An important challenge for improving verification procedures is the lack of a comprehensive and transparent geo-database of all properties and their owners in Brazil. The environmental licensing requirement known as CAR, required by federal forest law, could help fill this gap, but significant challenges must first be overcome. For example, overlaps and disputed areas within the properties already in the database need to be resolved [74
], a process which will likely take some time.

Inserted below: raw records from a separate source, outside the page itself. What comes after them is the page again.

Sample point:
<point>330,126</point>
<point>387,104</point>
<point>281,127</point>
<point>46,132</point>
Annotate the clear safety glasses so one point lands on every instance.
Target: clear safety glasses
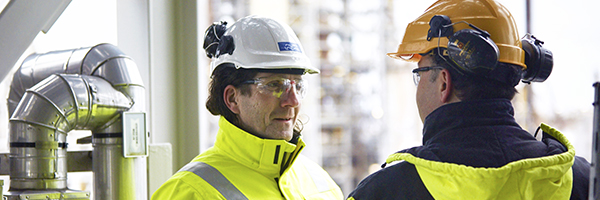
<point>279,87</point>
<point>417,76</point>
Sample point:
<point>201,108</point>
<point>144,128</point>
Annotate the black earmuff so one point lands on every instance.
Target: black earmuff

Currently, public access to the database is uncertain as well, which could limit traders’ efforts to map their full supply chains, as well as the ability of third parties such as certification firms or NGOs to conduct the kinds of audits that often increase the credibility of corporate sustainability initiatives [23
]. Resolving these challenges will require significant support from the Brazilian government to improve the CAR, including ensuring its role in the “transparency regime” of other reliable and publicly available data about the Amazon [75
]. However, there is no registry documenting property rentals, so even a complete and fully accessible CAR would not provide all of the information needed to fully verify soy purchases.

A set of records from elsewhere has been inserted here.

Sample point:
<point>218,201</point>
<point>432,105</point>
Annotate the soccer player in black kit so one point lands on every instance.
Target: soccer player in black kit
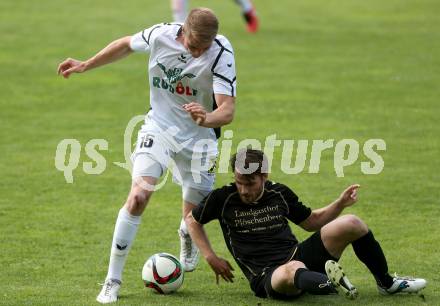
<point>254,212</point>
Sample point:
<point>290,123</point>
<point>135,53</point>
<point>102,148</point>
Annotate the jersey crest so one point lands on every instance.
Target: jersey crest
<point>174,74</point>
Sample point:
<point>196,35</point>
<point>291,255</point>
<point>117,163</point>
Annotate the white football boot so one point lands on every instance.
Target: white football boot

Additionally, current soy governance should be expanded to better account for the growing importance of soy-cattle integration and address possible on-farm leakage, although the challenges of governing land use on the entire farm are significant. For example, many soy farms in Mato Grosso (25 percent, or 851 out of 3463 as of 2014) would be blocked from selling to major traders if any recent deforestation on the farm rendered the property non-compliant [6
], which would significantly reduce an important supply of soy for traders. In fact, the narrow scope of the Soy Moratorium has likely contributed to its decade-long persistence. Alternatively, strengthening official enforcement against illegal deforestation overall could reduce the role and responsibility of for-profit actors in ensuring that the sector does not drive deforestation, reducing the importance of expanding the scope of private soy governance. This option is endorsed by leaders in Brazil’s soy industry [31
], though it is unlikely that state-led governance will be able to effectively replace or improve on the current private-sector governance in the near future [6
The soy industry has been lauded for its rapid and effective efforts to reduce its role in deforestation in the Brazilian Amazon, raising hopes for the role that environmental governance oriented around supply chains can play in forest protection. The diverse and complex property arrangements on which soy is produced underscore the importance of both robust monitoring and robust verification procedures to keep the supply chain free of deforestation. Producers must navigate increasingly complex and sometimes conflicting incentives to expand their production, to integrate multiple types of production for economic and agronomic reasons, and to leave forests standing, among others. Given these trends, appropriate adaptations to commodity-specific approaches to deforestation-free supply chains would better position this kind of governance to help protect forests in the long term.